Thursday, February 2, 2012
LAD #29: Keating-Owen Child Labor Act
A 1900 census revealed that approximately 2 million American children worked in menial and monotonous labor. The census report - which from a subliminal sense also reveals that these children are poverty stricken as they need work - opened America's eyes as the people pushed for labor reforms (which was deemed as a detriment to the future welfare of society). The first child labor bill, the Keating-Owen bill of 1916, claimed that the government's should impliment the income from interstate commerce to regulate child labor. The act also went to the extent of banning the sale of products from any storefront that employed underage children.
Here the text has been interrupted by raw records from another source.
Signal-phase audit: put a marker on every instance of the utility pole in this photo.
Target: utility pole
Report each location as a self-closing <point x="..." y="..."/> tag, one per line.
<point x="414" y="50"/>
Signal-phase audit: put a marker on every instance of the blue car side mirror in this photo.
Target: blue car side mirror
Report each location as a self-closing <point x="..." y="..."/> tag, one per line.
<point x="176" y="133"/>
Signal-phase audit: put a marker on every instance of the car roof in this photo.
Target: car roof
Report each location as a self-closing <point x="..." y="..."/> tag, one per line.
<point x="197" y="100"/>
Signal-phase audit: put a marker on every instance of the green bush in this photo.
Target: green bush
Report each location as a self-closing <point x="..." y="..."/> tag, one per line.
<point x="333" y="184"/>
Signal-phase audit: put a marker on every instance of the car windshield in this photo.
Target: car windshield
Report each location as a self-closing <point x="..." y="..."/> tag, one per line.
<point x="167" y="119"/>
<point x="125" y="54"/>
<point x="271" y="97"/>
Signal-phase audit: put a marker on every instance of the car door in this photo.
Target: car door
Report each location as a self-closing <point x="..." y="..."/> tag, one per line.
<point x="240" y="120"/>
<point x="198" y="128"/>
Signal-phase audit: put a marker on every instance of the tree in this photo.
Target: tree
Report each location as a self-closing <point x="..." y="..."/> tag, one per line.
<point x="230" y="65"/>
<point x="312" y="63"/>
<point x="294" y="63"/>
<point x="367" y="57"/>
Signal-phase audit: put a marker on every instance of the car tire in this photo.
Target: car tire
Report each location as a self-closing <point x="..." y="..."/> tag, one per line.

The Act was passed by Congress and ratified, but the Supreme Court deemed it unconstitutional 1918 as it disparagingly went beyond government's powers to regulate interstate commerce. In response, a second child labor bill was passed in 1918, which also took advantage of government taxation to regulate child labor. Expectedly, this was soon found unconstitutional in 1922, as the Court reasoned that “The power of Congress to regulate interstate commerce does not extend to curbing the power of the states to regulate local trade.” The public was undeterred, and with time, an amendment was proposed that would justifiably give Congress the power to regulate child labor. Surpassing disputes and conspiratorial cabals, the actions for an amendment to protect child welfare culminated into the Fair Labor Standards Act in 1938. The Supreme Court would again call out the wrongs of the act, but with time (1941), the Court declared it would uphold the act, which is still in effect today.